Postinstruction skill examinations were completed the day following skill instruction. The 2 trained examiners, blind to instructional group, administered and scored each examination. Participants completed the examination in random order. Examiners used a 25-point checklist on which they placed a check in the box next to each correctly performed component (Table 1). The required components of each skill were determined from the verbal instructions and physical demonstrations provided by the QC. One examiner read the first set of instructions to the subject and started a timer. The participant had 2 minutes to perform the skill. The first attempt was scored. After the attempt was made or after 2 minutes had expired, the next set of instructions was read. The protocol continued for all 3 skills. To avoid introduction of an additional variable, the order of skill instruction and assessment was not randomized.

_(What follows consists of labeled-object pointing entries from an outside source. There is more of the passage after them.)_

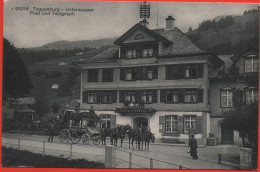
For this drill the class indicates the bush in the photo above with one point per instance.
(14, 158)
(54, 74)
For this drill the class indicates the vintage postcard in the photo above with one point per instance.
(142, 85)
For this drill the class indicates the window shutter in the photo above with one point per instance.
(167, 72)
(114, 98)
(155, 72)
(84, 97)
(138, 51)
(200, 95)
(200, 70)
(199, 125)
(121, 96)
(181, 95)
(122, 74)
(138, 71)
(137, 96)
(161, 124)
(113, 121)
(154, 94)
(99, 97)
(123, 52)
(162, 96)
(180, 126)
(181, 72)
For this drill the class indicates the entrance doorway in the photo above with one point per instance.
(227, 135)
(138, 120)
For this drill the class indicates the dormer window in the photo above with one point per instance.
(147, 52)
(139, 36)
(251, 64)
(131, 53)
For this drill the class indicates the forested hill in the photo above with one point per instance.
(79, 44)
(227, 34)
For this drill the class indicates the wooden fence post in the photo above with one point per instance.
(130, 160)
(43, 148)
(110, 156)
(151, 163)
(71, 151)
(18, 143)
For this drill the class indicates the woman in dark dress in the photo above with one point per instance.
(193, 147)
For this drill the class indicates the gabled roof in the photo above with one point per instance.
(180, 43)
(26, 100)
(139, 26)
(238, 56)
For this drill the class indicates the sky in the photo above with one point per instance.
(108, 19)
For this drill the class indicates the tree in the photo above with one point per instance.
(244, 119)
(16, 80)
(55, 108)
(42, 106)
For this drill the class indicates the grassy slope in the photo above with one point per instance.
(233, 34)
(14, 158)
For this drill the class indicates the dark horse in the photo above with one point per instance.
(134, 135)
(147, 137)
(118, 132)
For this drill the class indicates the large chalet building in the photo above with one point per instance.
(160, 69)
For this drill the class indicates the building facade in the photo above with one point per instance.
(242, 75)
(155, 77)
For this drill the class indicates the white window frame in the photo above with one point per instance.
(251, 96)
(173, 124)
(251, 64)
(189, 121)
(226, 98)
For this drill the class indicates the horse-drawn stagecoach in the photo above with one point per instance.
(85, 126)
(77, 127)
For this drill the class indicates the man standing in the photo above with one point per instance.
(51, 132)
(193, 147)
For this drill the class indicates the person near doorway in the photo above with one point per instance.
(193, 147)
(51, 132)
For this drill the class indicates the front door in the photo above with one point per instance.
(138, 120)
(227, 135)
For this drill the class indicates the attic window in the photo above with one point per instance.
(139, 36)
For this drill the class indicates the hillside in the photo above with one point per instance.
(242, 32)
(79, 44)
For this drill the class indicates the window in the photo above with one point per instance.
(146, 96)
(106, 121)
(107, 75)
(191, 71)
(147, 52)
(190, 96)
(93, 75)
(172, 96)
(226, 98)
(189, 122)
(172, 72)
(130, 96)
(148, 73)
(171, 123)
(251, 96)
(251, 65)
(92, 97)
(131, 53)
(139, 36)
(107, 97)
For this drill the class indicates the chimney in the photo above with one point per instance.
(170, 23)
(144, 23)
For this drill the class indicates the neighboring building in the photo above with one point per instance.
(245, 72)
(160, 68)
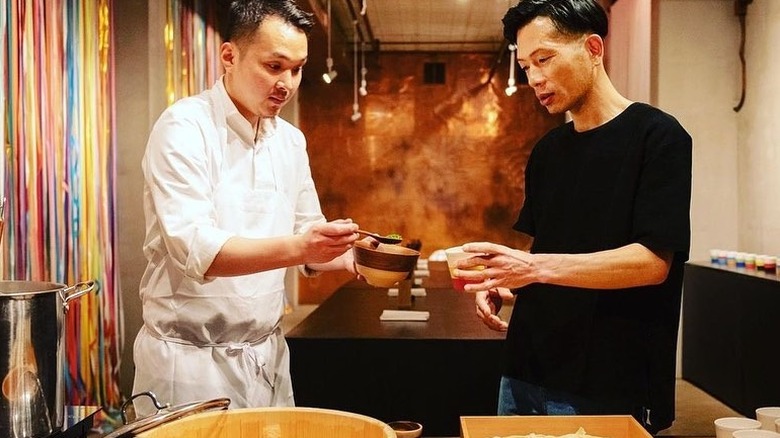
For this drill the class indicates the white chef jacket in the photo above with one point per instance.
(206, 179)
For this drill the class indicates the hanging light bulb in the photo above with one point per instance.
(355, 106)
(329, 75)
(511, 87)
(363, 70)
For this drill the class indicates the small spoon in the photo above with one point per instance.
(382, 239)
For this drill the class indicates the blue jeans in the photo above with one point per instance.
(516, 397)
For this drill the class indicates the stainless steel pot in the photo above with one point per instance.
(164, 415)
(32, 356)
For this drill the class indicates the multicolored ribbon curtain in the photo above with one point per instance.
(59, 175)
(192, 42)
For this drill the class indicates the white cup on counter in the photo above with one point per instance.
(755, 433)
(726, 426)
(767, 416)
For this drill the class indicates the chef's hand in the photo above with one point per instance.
(489, 303)
(324, 242)
(504, 267)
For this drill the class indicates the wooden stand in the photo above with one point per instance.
(405, 294)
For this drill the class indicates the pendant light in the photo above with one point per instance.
(363, 70)
(511, 87)
(355, 106)
(329, 75)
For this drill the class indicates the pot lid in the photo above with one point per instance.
(164, 415)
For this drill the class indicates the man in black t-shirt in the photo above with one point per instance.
(597, 288)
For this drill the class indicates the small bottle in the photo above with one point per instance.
(714, 253)
(750, 262)
(731, 259)
(722, 258)
(740, 260)
(770, 264)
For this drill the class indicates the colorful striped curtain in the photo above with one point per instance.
(192, 44)
(59, 175)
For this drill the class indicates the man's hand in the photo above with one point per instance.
(488, 305)
(324, 242)
(504, 267)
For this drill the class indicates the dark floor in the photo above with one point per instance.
(696, 410)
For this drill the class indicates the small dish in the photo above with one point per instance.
(406, 429)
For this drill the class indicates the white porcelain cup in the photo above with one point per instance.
(726, 426)
(454, 255)
(767, 417)
(755, 433)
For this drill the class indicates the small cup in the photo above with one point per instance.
(454, 255)
(755, 433)
(726, 426)
(406, 429)
(767, 416)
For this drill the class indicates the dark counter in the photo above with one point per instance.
(343, 357)
(730, 327)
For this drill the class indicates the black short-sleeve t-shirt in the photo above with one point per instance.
(627, 181)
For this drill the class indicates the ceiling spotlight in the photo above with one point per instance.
(511, 87)
(363, 70)
(356, 115)
(363, 84)
(330, 75)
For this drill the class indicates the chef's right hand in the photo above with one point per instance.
(489, 302)
(326, 241)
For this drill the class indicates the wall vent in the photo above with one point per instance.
(434, 73)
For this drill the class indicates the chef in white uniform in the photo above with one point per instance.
(229, 204)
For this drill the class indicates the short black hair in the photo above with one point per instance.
(570, 17)
(245, 16)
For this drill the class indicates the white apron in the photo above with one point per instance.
(219, 338)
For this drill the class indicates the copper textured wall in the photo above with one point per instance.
(442, 163)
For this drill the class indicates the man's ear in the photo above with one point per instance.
(228, 54)
(594, 44)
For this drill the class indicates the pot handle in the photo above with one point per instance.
(157, 405)
(71, 293)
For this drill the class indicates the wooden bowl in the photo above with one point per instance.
(384, 265)
(292, 422)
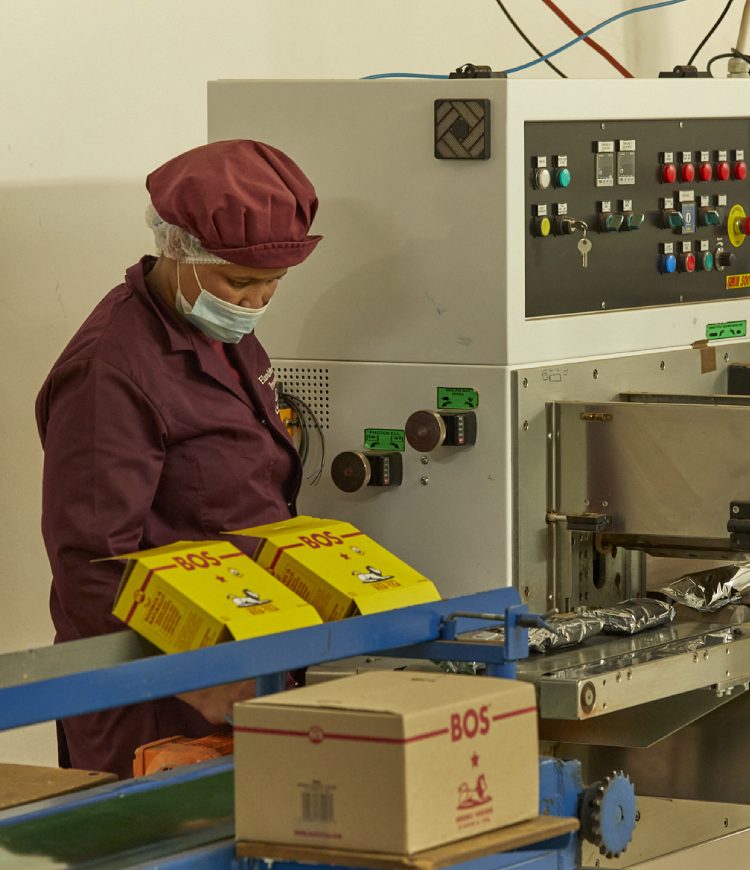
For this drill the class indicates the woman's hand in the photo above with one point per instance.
(215, 703)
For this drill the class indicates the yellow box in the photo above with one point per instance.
(337, 568)
(193, 594)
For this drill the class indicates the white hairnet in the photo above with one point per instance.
(176, 243)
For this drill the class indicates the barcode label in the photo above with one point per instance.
(317, 802)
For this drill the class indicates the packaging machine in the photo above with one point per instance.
(531, 304)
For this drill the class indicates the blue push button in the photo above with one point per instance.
(668, 264)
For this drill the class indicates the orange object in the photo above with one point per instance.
(175, 751)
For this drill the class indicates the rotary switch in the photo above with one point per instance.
(353, 470)
(426, 430)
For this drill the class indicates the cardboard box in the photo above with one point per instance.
(197, 593)
(337, 568)
(386, 761)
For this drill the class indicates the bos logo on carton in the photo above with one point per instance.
(470, 723)
(191, 561)
(320, 539)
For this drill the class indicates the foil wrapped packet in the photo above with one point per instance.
(570, 630)
(707, 591)
(634, 615)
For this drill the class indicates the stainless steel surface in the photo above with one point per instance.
(636, 727)
(658, 470)
(606, 675)
(706, 760)
(682, 835)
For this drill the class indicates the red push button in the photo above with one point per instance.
(687, 172)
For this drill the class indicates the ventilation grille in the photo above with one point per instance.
(309, 385)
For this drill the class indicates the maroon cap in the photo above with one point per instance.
(246, 202)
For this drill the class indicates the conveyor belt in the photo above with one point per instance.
(123, 824)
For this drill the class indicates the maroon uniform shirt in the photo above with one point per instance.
(149, 438)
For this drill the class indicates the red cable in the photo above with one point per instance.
(588, 40)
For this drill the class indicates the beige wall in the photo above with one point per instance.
(95, 93)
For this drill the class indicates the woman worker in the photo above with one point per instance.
(159, 420)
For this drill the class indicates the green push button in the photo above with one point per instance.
(562, 177)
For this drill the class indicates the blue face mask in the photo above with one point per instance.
(216, 318)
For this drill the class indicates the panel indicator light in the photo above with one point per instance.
(385, 439)
(457, 398)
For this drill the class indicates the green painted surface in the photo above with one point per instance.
(457, 398)
(125, 829)
(731, 329)
(385, 439)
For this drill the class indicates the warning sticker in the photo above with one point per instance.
(732, 329)
(738, 282)
(458, 398)
(385, 439)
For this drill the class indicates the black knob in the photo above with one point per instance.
(426, 430)
(353, 470)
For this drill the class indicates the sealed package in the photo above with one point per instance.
(634, 615)
(707, 591)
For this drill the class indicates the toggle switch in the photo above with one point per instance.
(709, 217)
(610, 222)
(353, 470)
(723, 259)
(633, 221)
(427, 430)
(672, 219)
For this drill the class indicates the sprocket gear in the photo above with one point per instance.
(608, 814)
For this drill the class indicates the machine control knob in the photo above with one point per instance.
(709, 217)
(633, 221)
(669, 173)
(687, 262)
(672, 219)
(542, 178)
(427, 430)
(723, 259)
(353, 470)
(610, 223)
(687, 172)
(562, 177)
(564, 226)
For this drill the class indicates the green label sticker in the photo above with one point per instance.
(732, 329)
(385, 439)
(458, 398)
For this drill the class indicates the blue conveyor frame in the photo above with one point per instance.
(48, 684)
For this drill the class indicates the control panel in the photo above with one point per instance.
(633, 214)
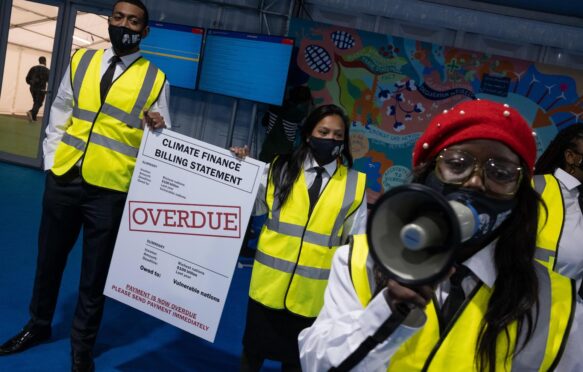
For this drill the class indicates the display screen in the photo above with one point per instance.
(175, 49)
(245, 65)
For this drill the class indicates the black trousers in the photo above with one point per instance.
(70, 204)
(38, 96)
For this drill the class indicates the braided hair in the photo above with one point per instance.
(554, 156)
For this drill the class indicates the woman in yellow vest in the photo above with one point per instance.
(517, 315)
(559, 178)
(313, 200)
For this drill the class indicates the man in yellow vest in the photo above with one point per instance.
(97, 119)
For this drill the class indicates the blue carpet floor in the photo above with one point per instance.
(129, 339)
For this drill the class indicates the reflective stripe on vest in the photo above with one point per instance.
(429, 350)
(295, 249)
(550, 227)
(107, 136)
(330, 240)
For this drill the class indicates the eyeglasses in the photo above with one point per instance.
(118, 18)
(499, 176)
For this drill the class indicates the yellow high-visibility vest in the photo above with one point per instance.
(106, 136)
(454, 349)
(295, 248)
(550, 220)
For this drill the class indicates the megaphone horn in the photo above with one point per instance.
(413, 231)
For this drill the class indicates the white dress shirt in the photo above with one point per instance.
(570, 250)
(343, 324)
(62, 107)
(355, 224)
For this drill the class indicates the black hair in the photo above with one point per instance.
(515, 292)
(140, 5)
(286, 168)
(554, 155)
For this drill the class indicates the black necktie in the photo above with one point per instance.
(580, 196)
(314, 190)
(107, 77)
(456, 295)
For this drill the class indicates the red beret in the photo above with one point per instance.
(477, 119)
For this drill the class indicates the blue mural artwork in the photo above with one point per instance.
(391, 87)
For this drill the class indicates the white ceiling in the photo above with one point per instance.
(32, 25)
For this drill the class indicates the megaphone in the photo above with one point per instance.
(413, 232)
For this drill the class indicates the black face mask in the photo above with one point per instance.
(491, 212)
(123, 39)
(325, 150)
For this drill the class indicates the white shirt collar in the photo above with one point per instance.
(482, 264)
(566, 179)
(125, 60)
(311, 163)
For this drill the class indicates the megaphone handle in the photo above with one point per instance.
(385, 330)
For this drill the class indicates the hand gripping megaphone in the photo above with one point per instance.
(413, 232)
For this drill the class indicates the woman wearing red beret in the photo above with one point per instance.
(516, 315)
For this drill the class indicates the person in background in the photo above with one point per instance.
(37, 78)
(559, 178)
(314, 201)
(97, 120)
(512, 313)
(282, 123)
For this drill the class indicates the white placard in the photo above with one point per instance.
(183, 225)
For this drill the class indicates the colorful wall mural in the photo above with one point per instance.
(391, 87)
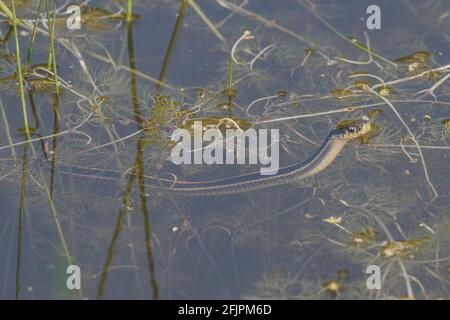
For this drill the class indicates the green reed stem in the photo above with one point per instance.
(19, 72)
(129, 11)
(33, 37)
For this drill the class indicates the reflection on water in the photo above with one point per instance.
(302, 68)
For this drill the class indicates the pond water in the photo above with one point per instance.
(86, 191)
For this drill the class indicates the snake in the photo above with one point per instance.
(317, 162)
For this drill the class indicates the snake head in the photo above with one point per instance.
(351, 129)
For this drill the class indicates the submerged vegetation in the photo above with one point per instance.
(109, 95)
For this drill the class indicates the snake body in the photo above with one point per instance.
(321, 159)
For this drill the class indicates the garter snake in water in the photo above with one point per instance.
(320, 160)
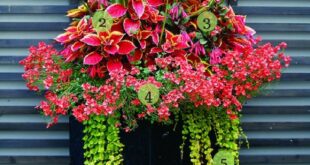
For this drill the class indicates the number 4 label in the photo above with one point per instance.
(148, 94)
(224, 157)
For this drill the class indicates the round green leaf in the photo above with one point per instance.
(206, 21)
(102, 21)
(224, 157)
(148, 94)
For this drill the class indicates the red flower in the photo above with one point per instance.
(112, 42)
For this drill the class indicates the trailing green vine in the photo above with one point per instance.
(102, 144)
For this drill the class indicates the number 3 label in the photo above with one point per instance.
(148, 94)
(206, 21)
(224, 157)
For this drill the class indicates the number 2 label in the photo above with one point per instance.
(224, 157)
(206, 21)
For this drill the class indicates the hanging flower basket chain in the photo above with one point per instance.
(160, 61)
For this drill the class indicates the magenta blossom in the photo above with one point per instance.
(198, 49)
(215, 56)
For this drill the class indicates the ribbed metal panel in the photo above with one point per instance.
(24, 138)
(278, 121)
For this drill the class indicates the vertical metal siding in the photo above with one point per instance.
(24, 138)
(278, 122)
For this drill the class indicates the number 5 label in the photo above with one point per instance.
(224, 157)
(148, 94)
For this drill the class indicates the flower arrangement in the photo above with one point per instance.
(163, 61)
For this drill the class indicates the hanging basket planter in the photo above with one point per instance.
(142, 68)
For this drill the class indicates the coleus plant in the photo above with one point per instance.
(156, 60)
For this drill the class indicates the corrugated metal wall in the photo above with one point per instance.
(23, 136)
(278, 122)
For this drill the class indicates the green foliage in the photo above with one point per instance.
(102, 144)
(197, 125)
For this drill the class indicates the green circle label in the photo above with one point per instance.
(224, 157)
(206, 21)
(102, 21)
(148, 94)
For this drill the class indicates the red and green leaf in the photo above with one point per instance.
(92, 40)
(116, 10)
(125, 47)
(92, 58)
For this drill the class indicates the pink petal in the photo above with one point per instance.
(138, 6)
(155, 3)
(92, 58)
(135, 57)
(111, 49)
(114, 64)
(63, 38)
(131, 27)
(155, 50)
(142, 44)
(125, 47)
(91, 39)
(77, 45)
(71, 29)
(116, 10)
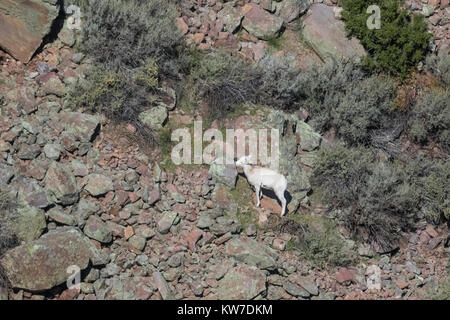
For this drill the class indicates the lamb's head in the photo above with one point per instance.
(242, 161)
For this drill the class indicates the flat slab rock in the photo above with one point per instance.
(327, 36)
(24, 24)
(42, 264)
(243, 282)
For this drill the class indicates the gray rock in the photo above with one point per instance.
(6, 174)
(22, 220)
(61, 185)
(327, 36)
(43, 264)
(231, 17)
(242, 283)
(82, 126)
(224, 174)
(253, 253)
(261, 24)
(290, 10)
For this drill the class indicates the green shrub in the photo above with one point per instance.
(359, 107)
(429, 180)
(119, 95)
(364, 193)
(365, 111)
(324, 248)
(401, 42)
(279, 83)
(8, 206)
(322, 88)
(440, 67)
(122, 34)
(430, 119)
(224, 82)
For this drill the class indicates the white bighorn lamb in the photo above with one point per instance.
(260, 177)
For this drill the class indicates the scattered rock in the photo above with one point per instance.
(96, 229)
(242, 283)
(43, 264)
(327, 36)
(61, 184)
(251, 252)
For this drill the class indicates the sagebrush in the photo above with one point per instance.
(430, 119)
(400, 43)
(122, 34)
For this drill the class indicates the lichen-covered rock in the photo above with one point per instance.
(309, 139)
(82, 126)
(327, 36)
(6, 174)
(242, 283)
(129, 288)
(166, 221)
(96, 229)
(98, 184)
(261, 23)
(61, 185)
(290, 10)
(22, 220)
(43, 264)
(224, 174)
(251, 252)
(24, 24)
(231, 17)
(155, 117)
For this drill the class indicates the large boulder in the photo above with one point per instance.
(290, 10)
(26, 222)
(224, 174)
(298, 180)
(83, 126)
(6, 174)
(242, 283)
(24, 24)
(43, 264)
(231, 16)
(327, 36)
(261, 23)
(251, 252)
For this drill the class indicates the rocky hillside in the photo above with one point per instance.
(81, 191)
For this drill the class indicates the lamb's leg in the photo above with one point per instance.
(280, 195)
(258, 191)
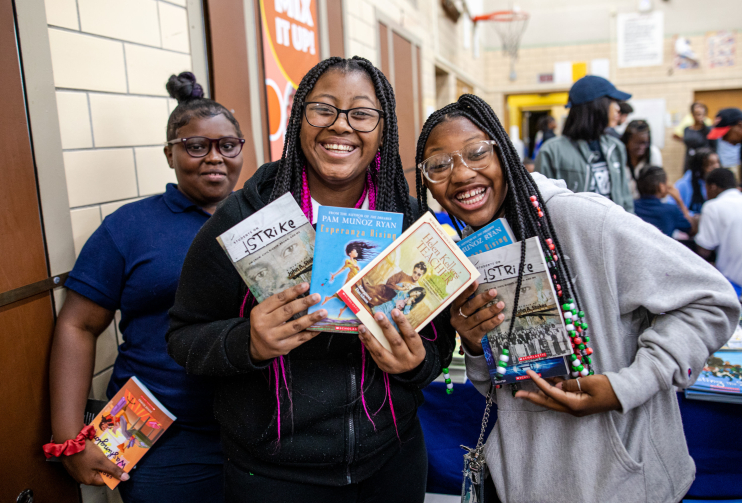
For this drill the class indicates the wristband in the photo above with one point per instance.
(69, 447)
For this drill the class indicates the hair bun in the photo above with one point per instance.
(183, 87)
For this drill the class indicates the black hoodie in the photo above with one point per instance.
(326, 437)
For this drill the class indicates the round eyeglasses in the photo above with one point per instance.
(361, 119)
(200, 146)
(478, 155)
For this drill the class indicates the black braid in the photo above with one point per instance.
(392, 189)
(520, 187)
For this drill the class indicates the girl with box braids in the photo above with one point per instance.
(522, 206)
(387, 175)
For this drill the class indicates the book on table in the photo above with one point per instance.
(346, 240)
(129, 425)
(539, 338)
(272, 249)
(420, 274)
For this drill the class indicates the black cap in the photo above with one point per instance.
(592, 87)
(724, 120)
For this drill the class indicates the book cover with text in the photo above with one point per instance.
(346, 240)
(129, 425)
(272, 249)
(491, 236)
(420, 274)
(539, 332)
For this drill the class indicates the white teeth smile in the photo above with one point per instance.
(338, 148)
(472, 196)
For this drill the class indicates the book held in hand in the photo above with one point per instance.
(539, 332)
(491, 236)
(129, 425)
(420, 274)
(272, 249)
(346, 240)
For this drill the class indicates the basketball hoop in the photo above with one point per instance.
(509, 25)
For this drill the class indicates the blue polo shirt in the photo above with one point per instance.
(666, 217)
(132, 262)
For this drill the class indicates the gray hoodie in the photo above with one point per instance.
(623, 270)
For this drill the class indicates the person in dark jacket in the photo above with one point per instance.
(307, 416)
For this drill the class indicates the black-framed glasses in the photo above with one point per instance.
(361, 119)
(478, 155)
(200, 146)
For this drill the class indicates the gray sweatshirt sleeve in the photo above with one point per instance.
(695, 305)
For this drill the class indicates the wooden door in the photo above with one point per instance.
(717, 100)
(26, 324)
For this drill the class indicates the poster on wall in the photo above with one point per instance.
(640, 39)
(720, 48)
(290, 50)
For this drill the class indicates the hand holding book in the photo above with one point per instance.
(407, 350)
(270, 333)
(474, 318)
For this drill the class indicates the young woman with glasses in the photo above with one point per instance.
(309, 416)
(132, 263)
(653, 311)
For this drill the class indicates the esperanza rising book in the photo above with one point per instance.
(491, 236)
(346, 240)
(420, 274)
(272, 249)
(539, 332)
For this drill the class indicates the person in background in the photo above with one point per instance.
(728, 127)
(652, 187)
(586, 158)
(639, 151)
(132, 263)
(695, 135)
(546, 126)
(692, 186)
(624, 110)
(720, 228)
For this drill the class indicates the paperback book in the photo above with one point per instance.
(420, 274)
(539, 332)
(720, 379)
(551, 367)
(495, 235)
(272, 249)
(129, 425)
(346, 240)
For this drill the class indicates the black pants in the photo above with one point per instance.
(402, 479)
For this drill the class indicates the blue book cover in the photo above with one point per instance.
(550, 367)
(346, 241)
(489, 237)
(721, 376)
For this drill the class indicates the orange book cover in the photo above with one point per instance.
(129, 425)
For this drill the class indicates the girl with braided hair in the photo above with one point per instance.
(308, 416)
(615, 433)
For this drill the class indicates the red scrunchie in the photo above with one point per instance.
(69, 447)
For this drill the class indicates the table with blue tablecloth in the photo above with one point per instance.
(713, 432)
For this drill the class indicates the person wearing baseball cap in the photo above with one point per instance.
(728, 127)
(585, 157)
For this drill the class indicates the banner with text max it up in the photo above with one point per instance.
(290, 50)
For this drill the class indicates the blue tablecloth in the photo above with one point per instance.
(713, 432)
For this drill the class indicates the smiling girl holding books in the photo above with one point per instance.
(652, 310)
(295, 424)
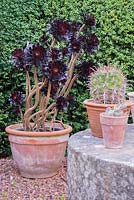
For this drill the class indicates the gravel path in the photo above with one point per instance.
(15, 187)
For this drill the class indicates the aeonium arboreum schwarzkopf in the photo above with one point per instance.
(55, 65)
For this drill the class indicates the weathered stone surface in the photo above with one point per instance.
(97, 173)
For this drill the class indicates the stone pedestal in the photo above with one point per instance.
(97, 173)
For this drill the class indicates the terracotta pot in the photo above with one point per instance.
(113, 129)
(94, 110)
(38, 154)
(131, 98)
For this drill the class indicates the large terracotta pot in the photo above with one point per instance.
(113, 129)
(131, 98)
(94, 110)
(38, 154)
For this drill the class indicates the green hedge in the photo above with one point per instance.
(24, 20)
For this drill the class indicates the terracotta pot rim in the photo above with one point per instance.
(89, 102)
(131, 94)
(113, 117)
(12, 129)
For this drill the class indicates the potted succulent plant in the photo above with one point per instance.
(114, 122)
(51, 67)
(131, 98)
(107, 87)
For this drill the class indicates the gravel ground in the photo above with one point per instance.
(15, 187)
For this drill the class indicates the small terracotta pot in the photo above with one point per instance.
(131, 98)
(38, 154)
(94, 110)
(113, 129)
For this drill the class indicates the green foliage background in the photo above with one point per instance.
(24, 20)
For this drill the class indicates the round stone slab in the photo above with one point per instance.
(97, 173)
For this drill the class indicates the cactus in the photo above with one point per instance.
(107, 85)
(116, 111)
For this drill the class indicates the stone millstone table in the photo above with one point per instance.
(97, 173)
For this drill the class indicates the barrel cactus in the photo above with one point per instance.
(107, 85)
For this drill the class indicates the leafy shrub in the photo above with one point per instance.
(23, 20)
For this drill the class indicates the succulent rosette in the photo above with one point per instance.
(55, 64)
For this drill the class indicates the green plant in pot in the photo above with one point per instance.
(51, 67)
(107, 87)
(114, 123)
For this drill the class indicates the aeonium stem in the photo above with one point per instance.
(30, 110)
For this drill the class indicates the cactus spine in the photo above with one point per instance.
(107, 85)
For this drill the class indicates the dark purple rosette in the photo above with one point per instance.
(75, 45)
(92, 44)
(59, 29)
(54, 54)
(34, 55)
(89, 20)
(55, 70)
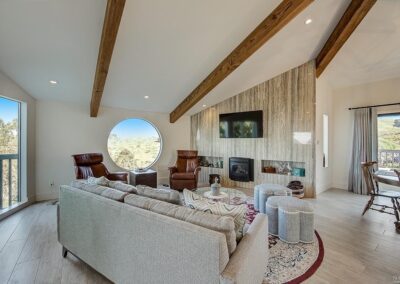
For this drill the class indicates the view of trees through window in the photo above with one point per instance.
(9, 147)
(134, 144)
(389, 140)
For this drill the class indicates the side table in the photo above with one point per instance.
(147, 177)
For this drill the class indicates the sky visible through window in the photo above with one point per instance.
(389, 131)
(134, 144)
(389, 141)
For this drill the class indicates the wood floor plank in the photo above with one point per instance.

Table 1. One-Day Postinstruction Skill Examination Checklist

            Table 1.

Data Analysis

Both examiners gave each participant 4 scores: (1) a total score of all 3 skills out of 25; (2) a first skill score out of 9; (3) a second skill score out of 7; (4) and a third skill score out of 9. Each score was averaged between the 2 examiners. The average scores were converted to percentages representing the percentage of correctly performed skill components. These percentages were used for data analysis. A 1-way multivariate analysis of variance was calculated examining the effect of instructional group on individual skill and total exam scores. Follow-up univariate analysis of variance (ANOVA) was used to determine which score(s) were significantly related to instructional group. A Pearson correlation coefficient was used to calculate inter-rater reliability. A P value of .05 was used to determine statistical significance. SPSS statistical software PASW 17 (SPSS Inc, Chicago, IL) was used for data analysis.

RESULTS

Seventy-four participants completed an instructional session (38 in the F2F group and 36 in the QC group) and postinstruction skill examination. A t test indicated the instructional groups were similar in grade point average (t69 = −.708, P = .733). A χ2 test of independence revealed a significant difference between groups and their exposure to athletic training in high school (Pearson χ2 test (1) = 4.462, P = .035). The QC group had significantly more participants who were exposed compared with the F2F group. The instructional groups did not differ significantly in the responses to the other 3 educational background questions. Table 2 reports the participant demographics.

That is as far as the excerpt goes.